COLORADO SPRINGS, Colo. -

The owner of the Whistling Pines Gun Club in east Colorado Springs has succeeded in his effort to build a west side branch.

Late Thursday, the city's planning commission decided to allow Bob Holmes to build Whistling Pines West.  The vote came after a hearing of several hours, during which gun club staff and opponents made appeals.

The new indoor range will be on Peace Palace Point, near the intersection of Garden of the Gods Road and Centennial Boulevard.  The  18,000 square foot building, sitting on 2.5 acres, will include a larger section for rifle shooting.
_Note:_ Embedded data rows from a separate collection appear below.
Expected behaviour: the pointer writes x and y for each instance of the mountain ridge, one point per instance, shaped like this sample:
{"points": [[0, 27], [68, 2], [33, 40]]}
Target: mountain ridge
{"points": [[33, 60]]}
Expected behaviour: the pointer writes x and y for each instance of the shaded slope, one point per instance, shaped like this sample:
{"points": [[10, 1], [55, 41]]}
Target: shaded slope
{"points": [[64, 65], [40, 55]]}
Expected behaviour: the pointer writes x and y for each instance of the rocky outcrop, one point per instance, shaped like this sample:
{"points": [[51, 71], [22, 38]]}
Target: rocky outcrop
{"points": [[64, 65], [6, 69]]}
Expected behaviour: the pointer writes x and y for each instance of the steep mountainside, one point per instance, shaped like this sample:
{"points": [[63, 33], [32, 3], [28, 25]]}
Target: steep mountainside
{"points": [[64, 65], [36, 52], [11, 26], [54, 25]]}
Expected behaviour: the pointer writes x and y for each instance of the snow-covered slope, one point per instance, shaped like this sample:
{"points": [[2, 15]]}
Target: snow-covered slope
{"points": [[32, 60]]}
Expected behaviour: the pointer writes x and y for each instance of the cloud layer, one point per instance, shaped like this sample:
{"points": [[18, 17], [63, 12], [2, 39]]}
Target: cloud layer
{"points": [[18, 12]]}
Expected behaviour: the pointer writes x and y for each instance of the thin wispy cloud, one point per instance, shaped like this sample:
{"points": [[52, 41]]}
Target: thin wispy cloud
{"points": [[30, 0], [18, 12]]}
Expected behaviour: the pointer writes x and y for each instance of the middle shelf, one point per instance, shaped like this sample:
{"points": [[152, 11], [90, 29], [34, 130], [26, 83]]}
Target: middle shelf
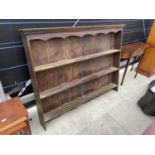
{"points": [[74, 60], [77, 82]]}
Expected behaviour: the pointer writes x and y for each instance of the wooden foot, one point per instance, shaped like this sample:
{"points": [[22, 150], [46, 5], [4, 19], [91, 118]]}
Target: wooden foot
{"points": [[126, 68]]}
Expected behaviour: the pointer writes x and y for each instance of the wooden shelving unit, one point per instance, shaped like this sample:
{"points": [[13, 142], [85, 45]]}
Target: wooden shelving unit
{"points": [[69, 66]]}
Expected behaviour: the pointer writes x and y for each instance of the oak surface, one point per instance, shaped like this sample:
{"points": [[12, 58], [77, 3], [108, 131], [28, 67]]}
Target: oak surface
{"points": [[69, 66]]}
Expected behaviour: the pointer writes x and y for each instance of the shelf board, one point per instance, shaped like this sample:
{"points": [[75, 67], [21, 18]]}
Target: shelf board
{"points": [[72, 104], [75, 60], [77, 82]]}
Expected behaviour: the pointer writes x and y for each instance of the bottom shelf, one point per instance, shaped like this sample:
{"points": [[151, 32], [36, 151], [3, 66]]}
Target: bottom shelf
{"points": [[70, 105]]}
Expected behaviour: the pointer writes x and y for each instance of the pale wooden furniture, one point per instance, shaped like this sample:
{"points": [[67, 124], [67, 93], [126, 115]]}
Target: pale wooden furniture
{"points": [[13, 118], [69, 66], [129, 51]]}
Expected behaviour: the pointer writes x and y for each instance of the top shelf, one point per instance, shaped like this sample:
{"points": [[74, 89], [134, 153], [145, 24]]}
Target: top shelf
{"points": [[74, 60]]}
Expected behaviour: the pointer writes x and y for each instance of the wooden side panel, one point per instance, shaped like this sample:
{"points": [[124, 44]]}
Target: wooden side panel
{"points": [[147, 65]]}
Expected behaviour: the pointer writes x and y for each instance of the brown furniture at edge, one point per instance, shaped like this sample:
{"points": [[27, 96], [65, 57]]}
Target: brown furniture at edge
{"points": [[134, 50], [69, 66], [147, 65], [13, 118]]}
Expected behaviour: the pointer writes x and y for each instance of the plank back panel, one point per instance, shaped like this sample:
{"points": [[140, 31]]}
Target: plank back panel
{"points": [[69, 66]]}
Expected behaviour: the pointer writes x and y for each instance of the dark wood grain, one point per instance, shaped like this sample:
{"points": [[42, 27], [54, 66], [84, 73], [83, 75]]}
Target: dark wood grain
{"points": [[70, 66]]}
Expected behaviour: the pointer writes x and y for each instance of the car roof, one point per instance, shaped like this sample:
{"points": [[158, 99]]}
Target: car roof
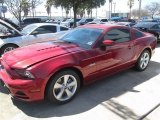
{"points": [[145, 24], [42, 24], [7, 24], [102, 26]]}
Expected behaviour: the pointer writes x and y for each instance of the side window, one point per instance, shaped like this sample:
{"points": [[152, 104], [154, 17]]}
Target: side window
{"points": [[104, 20], [46, 29], [4, 31], [63, 28], [138, 34], [156, 27], [118, 35]]}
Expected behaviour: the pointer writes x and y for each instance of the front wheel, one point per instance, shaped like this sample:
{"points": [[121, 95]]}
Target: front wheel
{"points": [[143, 60], [63, 87], [7, 48]]}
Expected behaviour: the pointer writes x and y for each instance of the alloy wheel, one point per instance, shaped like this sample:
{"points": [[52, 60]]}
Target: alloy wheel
{"points": [[144, 60], [65, 87]]}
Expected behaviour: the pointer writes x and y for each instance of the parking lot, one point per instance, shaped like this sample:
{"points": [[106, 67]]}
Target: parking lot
{"points": [[127, 95]]}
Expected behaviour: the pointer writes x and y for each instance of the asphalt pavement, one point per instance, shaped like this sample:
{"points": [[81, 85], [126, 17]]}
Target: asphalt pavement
{"points": [[128, 95]]}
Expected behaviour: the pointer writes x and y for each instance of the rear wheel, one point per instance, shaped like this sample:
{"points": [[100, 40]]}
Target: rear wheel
{"points": [[63, 87], [143, 60], [8, 48]]}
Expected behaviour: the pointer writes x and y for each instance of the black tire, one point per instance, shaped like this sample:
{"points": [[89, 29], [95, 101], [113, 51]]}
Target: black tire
{"points": [[51, 90], [139, 63], [4, 48]]}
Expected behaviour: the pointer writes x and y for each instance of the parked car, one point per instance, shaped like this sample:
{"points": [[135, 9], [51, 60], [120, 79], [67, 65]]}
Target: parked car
{"points": [[57, 69], [11, 38], [98, 21], [129, 24], [11, 23], [69, 22], [84, 21], [151, 27], [28, 21]]}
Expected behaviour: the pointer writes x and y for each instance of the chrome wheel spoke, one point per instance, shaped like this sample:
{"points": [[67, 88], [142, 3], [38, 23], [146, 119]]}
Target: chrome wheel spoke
{"points": [[144, 60], [60, 94], [65, 87], [58, 86], [66, 77], [72, 84]]}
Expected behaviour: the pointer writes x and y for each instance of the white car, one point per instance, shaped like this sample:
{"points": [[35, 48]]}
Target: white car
{"points": [[11, 38]]}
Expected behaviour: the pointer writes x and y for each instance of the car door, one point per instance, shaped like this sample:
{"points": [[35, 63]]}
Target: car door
{"points": [[155, 29], [117, 56], [43, 33]]}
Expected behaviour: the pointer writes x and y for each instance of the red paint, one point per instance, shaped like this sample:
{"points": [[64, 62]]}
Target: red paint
{"points": [[45, 59]]}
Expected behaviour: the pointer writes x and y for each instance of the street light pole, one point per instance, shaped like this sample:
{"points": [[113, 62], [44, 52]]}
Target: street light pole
{"points": [[109, 9], [140, 1], [114, 8]]}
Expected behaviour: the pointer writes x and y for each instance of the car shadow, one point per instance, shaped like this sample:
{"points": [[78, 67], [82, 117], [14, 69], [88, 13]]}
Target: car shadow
{"points": [[94, 94]]}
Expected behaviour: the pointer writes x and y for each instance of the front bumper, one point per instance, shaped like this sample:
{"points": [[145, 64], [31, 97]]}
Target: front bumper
{"points": [[25, 90]]}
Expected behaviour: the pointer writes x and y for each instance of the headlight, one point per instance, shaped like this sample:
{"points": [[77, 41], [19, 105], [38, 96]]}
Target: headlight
{"points": [[25, 74]]}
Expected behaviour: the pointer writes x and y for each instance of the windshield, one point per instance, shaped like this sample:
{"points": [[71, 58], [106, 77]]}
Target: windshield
{"points": [[96, 20], [28, 29], [69, 20], [83, 37]]}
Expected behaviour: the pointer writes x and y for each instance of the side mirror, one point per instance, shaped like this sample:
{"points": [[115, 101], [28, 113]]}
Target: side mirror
{"points": [[108, 42], [35, 33]]}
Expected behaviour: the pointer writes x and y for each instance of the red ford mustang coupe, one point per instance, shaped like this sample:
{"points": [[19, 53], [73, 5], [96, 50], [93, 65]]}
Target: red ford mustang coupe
{"points": [[57, 69]]}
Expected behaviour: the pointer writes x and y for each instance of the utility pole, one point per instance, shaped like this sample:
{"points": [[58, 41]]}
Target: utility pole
{"points": [[140, 2], [111, 8], [114, 8]]}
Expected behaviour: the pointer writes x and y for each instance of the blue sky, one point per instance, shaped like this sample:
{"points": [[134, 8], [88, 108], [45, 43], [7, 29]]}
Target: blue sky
{"points": [[121, 6]]}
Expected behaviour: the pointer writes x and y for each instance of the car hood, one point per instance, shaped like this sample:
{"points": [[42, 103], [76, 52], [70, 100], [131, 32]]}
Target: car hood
{"points": [[30, 55]]}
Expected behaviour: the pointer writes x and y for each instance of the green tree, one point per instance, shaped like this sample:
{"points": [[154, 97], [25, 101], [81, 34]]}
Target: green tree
{"points": [[76, 4], [130, 4], [153, 8], [17, 8]]}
The new range will be at the base of a bluff under the Pinecliff neighborhood where 671 homeowners live.  Opponents say at least half of the homeowners are against the range, partly because of concerns about noise and its effect on property values.
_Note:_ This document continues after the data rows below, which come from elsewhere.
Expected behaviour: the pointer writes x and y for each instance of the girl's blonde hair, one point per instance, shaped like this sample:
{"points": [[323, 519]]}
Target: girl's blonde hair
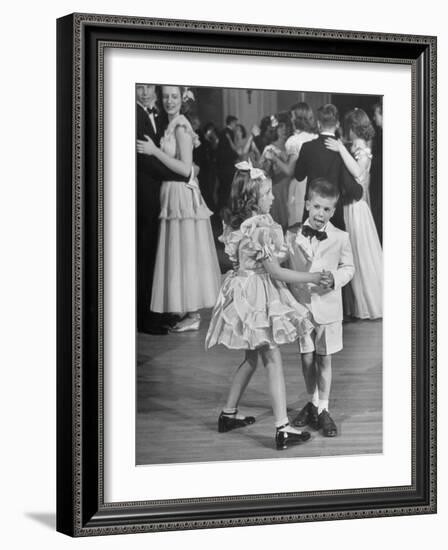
{"points": [[244, 197]]}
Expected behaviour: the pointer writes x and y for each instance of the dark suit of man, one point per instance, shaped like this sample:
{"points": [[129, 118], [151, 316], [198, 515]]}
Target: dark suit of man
{"points": [[150, 174], [376, 181], [226, 158], [316, 161]]}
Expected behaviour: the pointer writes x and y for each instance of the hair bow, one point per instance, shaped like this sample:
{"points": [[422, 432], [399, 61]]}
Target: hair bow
{"points": [[188, 95], [246, 166]]}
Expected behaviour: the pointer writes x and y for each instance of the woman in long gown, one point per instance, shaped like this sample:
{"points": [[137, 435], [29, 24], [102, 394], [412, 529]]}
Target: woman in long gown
{"points": [[304, 131], [273, 160], [186, 275], [367, 282]]}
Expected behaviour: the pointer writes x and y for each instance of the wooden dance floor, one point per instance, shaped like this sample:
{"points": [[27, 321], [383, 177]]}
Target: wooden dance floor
{"points": [[181, 389]]}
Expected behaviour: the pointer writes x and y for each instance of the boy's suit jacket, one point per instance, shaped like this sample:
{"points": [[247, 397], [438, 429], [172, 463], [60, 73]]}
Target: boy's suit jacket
{"points": [[331, 254]]}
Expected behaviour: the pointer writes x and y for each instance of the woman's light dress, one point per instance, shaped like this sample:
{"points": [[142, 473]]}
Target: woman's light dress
{"points": [[367, 282], [187, 275]]}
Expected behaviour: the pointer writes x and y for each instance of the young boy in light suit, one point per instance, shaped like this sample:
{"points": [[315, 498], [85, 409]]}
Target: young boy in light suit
{"points": [[317, 245]]}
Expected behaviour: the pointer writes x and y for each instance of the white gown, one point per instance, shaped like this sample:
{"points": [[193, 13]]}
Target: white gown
{"points": [[367, 282]]}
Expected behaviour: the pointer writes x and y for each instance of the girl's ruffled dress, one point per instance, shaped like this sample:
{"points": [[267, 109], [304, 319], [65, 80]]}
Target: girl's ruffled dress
{"points": [[252, 309]]}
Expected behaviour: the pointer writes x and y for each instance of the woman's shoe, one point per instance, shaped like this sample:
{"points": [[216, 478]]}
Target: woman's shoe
{"points": [[284, 439], [190, 322], [227, 423]]}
"We're not against guns," said homeowner Gail Morrison.  "We're just against the noise.  It's not a matter of loudness, but of the constant sound of gunfire at our homes.  My home is just a few hundred feet from where the range will be.  That's unacceptable.  The range owner notified only two of us about this.  I may have to move."
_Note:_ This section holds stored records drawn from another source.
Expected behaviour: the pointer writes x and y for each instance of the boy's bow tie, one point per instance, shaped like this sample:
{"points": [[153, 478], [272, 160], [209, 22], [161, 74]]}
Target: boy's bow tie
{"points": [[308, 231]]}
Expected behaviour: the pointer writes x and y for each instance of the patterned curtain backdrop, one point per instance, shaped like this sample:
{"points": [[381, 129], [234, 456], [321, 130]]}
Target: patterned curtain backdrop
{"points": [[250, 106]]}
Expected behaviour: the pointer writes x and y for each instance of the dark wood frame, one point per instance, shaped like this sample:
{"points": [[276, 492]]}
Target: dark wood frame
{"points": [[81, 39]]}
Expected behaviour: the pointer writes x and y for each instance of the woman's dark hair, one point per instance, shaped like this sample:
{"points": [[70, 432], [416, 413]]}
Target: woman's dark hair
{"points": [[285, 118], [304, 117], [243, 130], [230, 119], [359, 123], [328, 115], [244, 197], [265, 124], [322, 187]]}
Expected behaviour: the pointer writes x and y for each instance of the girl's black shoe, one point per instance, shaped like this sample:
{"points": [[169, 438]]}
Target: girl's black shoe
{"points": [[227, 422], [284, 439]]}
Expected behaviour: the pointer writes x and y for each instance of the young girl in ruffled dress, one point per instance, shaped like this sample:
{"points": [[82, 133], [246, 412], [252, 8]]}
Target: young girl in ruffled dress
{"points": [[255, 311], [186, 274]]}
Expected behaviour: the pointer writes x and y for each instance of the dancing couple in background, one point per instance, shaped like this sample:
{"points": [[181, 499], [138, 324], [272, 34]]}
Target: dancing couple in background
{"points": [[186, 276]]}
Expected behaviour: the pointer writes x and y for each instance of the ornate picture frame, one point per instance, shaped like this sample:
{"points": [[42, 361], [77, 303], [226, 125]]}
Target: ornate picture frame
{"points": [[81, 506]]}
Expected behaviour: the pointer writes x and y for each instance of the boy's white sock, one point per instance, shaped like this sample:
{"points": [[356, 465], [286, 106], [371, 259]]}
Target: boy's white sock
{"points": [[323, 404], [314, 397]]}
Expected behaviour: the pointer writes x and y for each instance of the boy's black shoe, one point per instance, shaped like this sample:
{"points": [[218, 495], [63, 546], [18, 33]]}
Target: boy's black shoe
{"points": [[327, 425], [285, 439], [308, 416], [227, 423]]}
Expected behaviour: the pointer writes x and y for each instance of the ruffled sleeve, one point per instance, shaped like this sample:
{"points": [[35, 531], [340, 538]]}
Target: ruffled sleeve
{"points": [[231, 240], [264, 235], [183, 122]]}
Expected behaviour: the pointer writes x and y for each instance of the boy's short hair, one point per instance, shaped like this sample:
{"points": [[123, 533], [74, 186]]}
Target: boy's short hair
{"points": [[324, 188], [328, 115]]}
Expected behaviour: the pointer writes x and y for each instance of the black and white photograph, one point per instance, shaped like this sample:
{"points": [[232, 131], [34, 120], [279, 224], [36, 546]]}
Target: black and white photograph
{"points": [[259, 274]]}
A city ordinance states the noise level for an indoor shooting range may not exceed 45 decibels between the range's and neighborhood's property line, and adhering to that was a condition of the commission's approval.

Experts say 45 decibels are comparable to normal levels of noise in an office setting, compared to a typical male voice from 3 feet away, which can reach 65 decibels.

A sound engineer hired by Whistling Pines to study noise around the proposed site said the area is zoned as light industrial and produces a consistent level of 50 decibels.  The east side location, he said, has a maximum level of 60 decibels, mostly because of traffic on U.S. 24.

Whistling Pines plans to include sound-muffling materials at the range and is willing to install more to comply with the city ordinance.  Several neighbors said they'd be more willing to accept the range if more noise mitigation is added.

Holmes didn't comment after the vote, but previously said much of the opposition was based on false assumptions and incorrect information.